Progressive memory loss. It starts with short-term memories, like where you put your car keys or shoes. The ability to recall names or things that just occurred is affected. It then progresses to long-term memories, such as the names of people very close to you, and the ability to know the date, place, and time. The severity of the disease is seen when sufferers forget important activities of daily living and the health begins to decline.

Loss of speech. You may understand what others are saying to you, but not be able torecall the words to use to answer. You may also notice words getting mixed up such as using the word “apple” for “light switch.” In later stages, Alzheimer’s patients stop speaking completely.

Loss of motor skills.Motor skills may become slightly impaired at first and then more significantly in the final stages. Simple tasks like putting a coat on and writing are affected first. As the disease progresses, important functions like swallowing and bladder control are lost.

Loss of the five senses. In the end stages, you may not understand sensations from any of the senses. You may not understand what you hear or interpret pain signals. You may not be able to process what you see, taste, or smell. One dangerous effect is not being able to remember the smell of smoke when something is on fire.

Altered behavior and moods. You may seem happy and smiling one day and then angry and hostile the next.

Risk Factors

Risk factors increase the likelihood of Alzheimer’s and these include:

Genetics. If you have a close relative, parent, or sibling suffering from Alzheimer’s you may also suffer from the disease.
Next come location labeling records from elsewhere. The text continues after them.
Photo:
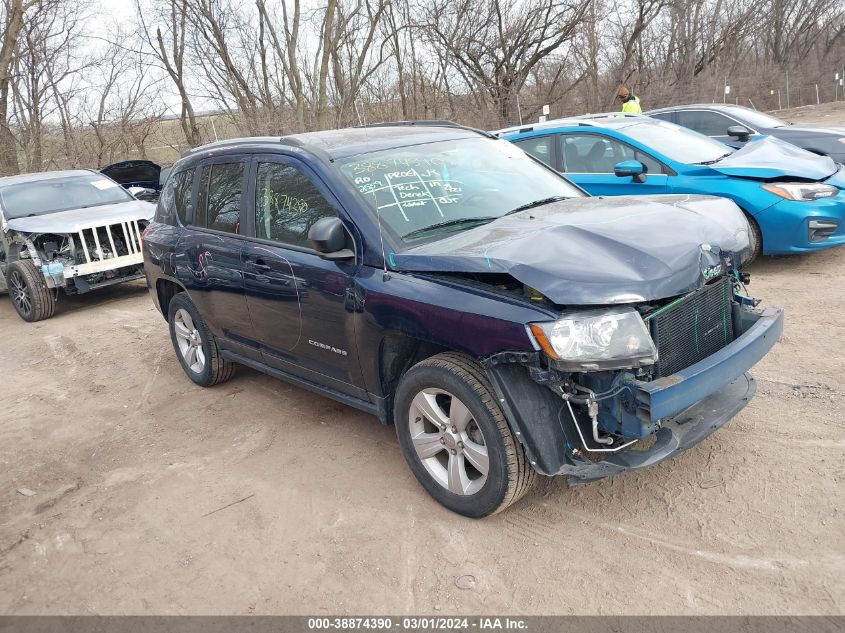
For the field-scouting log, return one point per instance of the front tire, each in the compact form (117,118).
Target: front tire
(455,437)
(195,346)
(29,293)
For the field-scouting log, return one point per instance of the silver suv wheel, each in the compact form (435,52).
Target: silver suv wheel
(448,441)
(189,341)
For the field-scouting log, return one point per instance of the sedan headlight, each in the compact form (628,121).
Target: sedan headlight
(607,338)
(801,190)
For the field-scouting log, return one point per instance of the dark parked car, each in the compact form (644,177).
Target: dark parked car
(736,125)
(506,323)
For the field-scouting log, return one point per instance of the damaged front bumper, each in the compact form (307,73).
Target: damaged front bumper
(687,406)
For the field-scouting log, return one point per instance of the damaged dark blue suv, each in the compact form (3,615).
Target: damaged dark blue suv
(506,323)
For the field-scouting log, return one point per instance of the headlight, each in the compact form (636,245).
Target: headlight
(801,190)
(607,338)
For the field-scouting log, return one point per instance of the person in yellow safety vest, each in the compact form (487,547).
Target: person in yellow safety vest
(630,103)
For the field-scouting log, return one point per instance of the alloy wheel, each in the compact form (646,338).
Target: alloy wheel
(448,441)
(189,341)
(20,293)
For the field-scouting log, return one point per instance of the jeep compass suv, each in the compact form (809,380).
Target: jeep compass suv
(505,322)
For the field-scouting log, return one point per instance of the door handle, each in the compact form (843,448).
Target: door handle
(260,267)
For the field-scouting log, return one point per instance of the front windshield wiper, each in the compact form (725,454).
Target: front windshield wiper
(536,203)
(448,223)
(715,160)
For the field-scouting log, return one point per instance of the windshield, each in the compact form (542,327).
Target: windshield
(66,193)
(433,189)
(676,142)
(755,118)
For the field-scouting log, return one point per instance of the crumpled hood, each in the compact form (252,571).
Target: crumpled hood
(74,220)
(135,173)
(584,251)
(772,157)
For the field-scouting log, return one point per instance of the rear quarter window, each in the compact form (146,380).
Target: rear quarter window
(177,199)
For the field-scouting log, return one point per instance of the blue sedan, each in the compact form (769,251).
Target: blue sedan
(794,199)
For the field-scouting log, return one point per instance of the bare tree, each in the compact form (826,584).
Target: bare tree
(495,44)
(167,45)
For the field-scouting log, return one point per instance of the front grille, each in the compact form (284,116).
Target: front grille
(693,327)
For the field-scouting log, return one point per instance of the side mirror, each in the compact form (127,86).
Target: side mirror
(739,132)
(328,238)
(633,168)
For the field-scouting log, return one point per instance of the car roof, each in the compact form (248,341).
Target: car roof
(346,142)
(609,121)
(719,107)
(43,175)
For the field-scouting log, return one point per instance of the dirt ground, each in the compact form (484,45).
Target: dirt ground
(152,495)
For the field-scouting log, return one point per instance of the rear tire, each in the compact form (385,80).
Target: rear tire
(195,346)
(434,398)
(29,293)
Advanced age. The risk for Alzheimer’s increases after the age of 65. There have been cases in people under 65.

Women. The disease is more common in women, but men get it too.

Major head injuries. People who suffer head trauma are at higher risk.

Chromosome disorders. People who have chromosome disorders, such as Down syndrome, seem to acquire Alzheimer’s in the mid-life stages between 30 and 40 years of age.


The doctor will take a thorough family and medical history. It is important to understand that not all cases of memory loss are due to Alzheimer’s or dementia. There can be other causes, so a good medical examination along with lab tests needs to be done. If tests for a physical cause are ruled out, the doctor will progress to the following testing:

Mental status examination. Testing for cognitive functions and thought processes.

Imaging. Looking for “lesions” or plaques on the brain tissue.

Further neurological testing. This can show what parts of the brain are intact and working properly or are failing.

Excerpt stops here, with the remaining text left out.